Yargıtay’ın Unutulma Hakkına Yaklaşımı

Yargıtay, unutulma hakkını özellikle internette yer alan arama sonuçları ve haber içerikleri bakımından değerlendirmektedir. Hukuka uygun olarak yayımlanmış bir haberin dahi zamanla güncelliğini yitirmesi, bireyin itibarına zarar vermeye başlaması ve kamu yararı boyutunun ortadan kalkması durumunda bu içeriğin yayından kaldırılmasının talep edilebileceğini kabul etmektedir.

Yargıtay’a göre unutulma hakkı değerlendirilirken;

  1. İlgili kişinin kamusal kimliği (örneğin bir siyasetçi mi yoksa sıradan bir vatandaş mı olduğu),

  2. Verinin yayında kalmasının kamu yararı açısından zorunluluğu olup olmadığı,

  3. Verinin güncelliğini yitirip yitirmediği,

  4. İlgili içeriğin hakaret, iftira veya mahkûmiyet içermesi gibi kişilik haklarına saldırı teşkil edip etmediği kriterleri esas alınır.

Örneğin; geçmişte işlediği suç nedeniyle hakkında haber yapılan bir kişinin, cezasını çektikten sonra topluma kazandırılmış ve kamu yararı kalmamış ise, o haberin hâlen internette bulunması artık “bilgi edinme hakkı” kapsamında değil, “kişilik haklarının ihlali” olarak değerlendirilmiş ve silinmesi yönünde karar verilmiştir.

6698 Sayılı KVKK Kanunu ve Unutulma Hakkı

6698 sayılı Kanun’un 7. maddesinde şu hükme yer verilmiştir:
“Kişisel verilerin işlenmesini gerektiren sebeplerin ortadan kalkması hâlinde, kişisel veriler resen veya ilgili kişinin talebi üzerine veri sorumlusu tarafından silinir, yok edilir veya anonim hâle getirilir.”

Bu düzenleme, unutulma hakkının uygulanabilirliğini hukuken mümkün kılmakla birlikte, bireyin talebine bağlı bir mekanizma öngörmektedir. İlgili kişi, KVKK uyarınca veri sorumlusuna başvurarak kişisel verilerinin silinmesini talep edebilir.
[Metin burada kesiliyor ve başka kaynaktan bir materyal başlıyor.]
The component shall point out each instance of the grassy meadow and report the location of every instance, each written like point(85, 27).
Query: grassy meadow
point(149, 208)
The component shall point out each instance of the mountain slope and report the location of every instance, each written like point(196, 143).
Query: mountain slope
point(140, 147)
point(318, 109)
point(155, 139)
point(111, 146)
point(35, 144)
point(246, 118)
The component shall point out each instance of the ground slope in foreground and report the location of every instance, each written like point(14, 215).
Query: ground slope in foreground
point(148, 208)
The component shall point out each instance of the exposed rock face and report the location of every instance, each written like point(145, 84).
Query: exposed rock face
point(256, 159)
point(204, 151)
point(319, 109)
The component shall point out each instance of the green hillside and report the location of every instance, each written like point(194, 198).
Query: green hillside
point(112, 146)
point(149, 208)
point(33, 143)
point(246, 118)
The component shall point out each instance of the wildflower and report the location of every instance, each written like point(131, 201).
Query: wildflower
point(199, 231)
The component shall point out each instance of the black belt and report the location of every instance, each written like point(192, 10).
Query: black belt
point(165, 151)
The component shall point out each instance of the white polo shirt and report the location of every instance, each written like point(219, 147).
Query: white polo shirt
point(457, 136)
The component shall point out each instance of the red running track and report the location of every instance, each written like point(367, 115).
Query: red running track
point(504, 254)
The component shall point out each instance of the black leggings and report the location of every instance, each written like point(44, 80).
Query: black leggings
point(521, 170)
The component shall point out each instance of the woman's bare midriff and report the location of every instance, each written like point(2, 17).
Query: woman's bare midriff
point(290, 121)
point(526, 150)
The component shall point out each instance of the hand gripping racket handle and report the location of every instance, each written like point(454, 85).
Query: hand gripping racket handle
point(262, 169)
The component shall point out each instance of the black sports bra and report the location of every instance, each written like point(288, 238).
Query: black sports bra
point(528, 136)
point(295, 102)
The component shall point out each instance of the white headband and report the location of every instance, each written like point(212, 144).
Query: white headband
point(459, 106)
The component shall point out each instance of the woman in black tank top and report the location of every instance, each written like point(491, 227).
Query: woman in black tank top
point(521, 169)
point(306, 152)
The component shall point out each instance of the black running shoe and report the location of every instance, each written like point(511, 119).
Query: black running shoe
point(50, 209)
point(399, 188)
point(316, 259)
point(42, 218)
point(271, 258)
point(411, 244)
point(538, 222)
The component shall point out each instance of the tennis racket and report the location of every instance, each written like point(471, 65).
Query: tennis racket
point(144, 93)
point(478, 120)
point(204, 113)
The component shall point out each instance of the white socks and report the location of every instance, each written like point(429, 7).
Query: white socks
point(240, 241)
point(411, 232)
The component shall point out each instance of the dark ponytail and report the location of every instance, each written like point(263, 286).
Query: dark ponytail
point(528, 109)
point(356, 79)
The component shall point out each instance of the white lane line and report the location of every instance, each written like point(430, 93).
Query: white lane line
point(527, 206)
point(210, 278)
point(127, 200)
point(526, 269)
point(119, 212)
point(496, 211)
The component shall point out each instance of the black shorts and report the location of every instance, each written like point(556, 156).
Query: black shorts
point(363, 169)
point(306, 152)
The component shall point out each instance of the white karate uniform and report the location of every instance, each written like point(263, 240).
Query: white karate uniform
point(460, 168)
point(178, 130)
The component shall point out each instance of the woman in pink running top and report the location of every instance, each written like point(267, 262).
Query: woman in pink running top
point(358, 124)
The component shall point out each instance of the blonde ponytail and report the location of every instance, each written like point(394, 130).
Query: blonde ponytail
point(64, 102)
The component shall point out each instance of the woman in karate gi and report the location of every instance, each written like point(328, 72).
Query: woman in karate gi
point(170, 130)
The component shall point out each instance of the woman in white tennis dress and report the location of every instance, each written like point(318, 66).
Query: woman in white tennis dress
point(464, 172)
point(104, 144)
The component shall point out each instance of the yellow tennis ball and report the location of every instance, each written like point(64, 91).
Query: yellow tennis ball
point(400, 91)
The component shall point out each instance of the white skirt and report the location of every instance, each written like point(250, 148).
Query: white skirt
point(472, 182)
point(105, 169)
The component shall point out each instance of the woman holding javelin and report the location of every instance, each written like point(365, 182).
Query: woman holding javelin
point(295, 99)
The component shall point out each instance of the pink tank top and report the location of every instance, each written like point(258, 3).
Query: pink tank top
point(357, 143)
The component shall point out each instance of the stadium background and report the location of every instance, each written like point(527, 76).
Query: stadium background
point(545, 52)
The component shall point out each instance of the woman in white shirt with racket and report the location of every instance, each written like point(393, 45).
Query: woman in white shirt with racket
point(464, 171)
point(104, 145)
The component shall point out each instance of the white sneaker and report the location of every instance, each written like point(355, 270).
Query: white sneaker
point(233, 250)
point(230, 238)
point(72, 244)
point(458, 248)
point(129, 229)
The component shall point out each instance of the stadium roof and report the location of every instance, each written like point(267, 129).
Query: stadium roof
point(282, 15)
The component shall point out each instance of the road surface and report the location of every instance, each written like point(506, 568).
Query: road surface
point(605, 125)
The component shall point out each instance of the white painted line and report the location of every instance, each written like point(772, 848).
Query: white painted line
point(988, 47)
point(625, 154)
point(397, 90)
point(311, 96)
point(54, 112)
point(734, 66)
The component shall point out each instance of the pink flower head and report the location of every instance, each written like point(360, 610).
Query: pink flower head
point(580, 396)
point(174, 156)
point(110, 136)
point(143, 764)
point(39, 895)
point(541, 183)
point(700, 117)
Veri sorumlusu bu başvuruyu en geç otuz gün içerisinde cevaplamakla yükümlüdür. Olumsuz cevap veya cevap verilmemesi hâlinde Kişisel Verileri Koruma Kurulu’na başvuru hakkı bulunmaktadır. Kurul, birçok kararında, kişisel verilerin internetten kaldırılmasına ilişkin talepleri olumlu karşılamakta ve unutulma hakkını kişilik hakkının korunması kapsamında değerlendirmektedir.

Avrupa İnsan Hakları Sözleşmesi ve Unutulma Hakkı

Unutulma hakkı, Avrupa İnsan Hakları Sözleşmesi’nin 8. maddesinde güvence altına alınan özel hayatın korunması hakkı çerçevesinde de değerlendirilmektedir. Avrupa İnsan Hakları Mahkemesi (AİHM), kişisel geçmişin belli bir süre sonra kamunun ilgi alanından çıkabileceğini ve bu durumda bireyin unutulmayı talep edebileceğini kabul etmektedir. Özellikle dijital çağda geçmişin kalıcı biçimde erişilebilir olması, bireylerin yeniden topluma entegre olmasını zorlaştırmakta, damgalanma ve dışlanma gibi sosyal riskleri de beraberinde getirmektedir. AİHM’e göre bu durum, orantılılık ilkesi ile çatıştığında, bireyin unutulma hakkı lehine değerlendirme yapılmalıdır.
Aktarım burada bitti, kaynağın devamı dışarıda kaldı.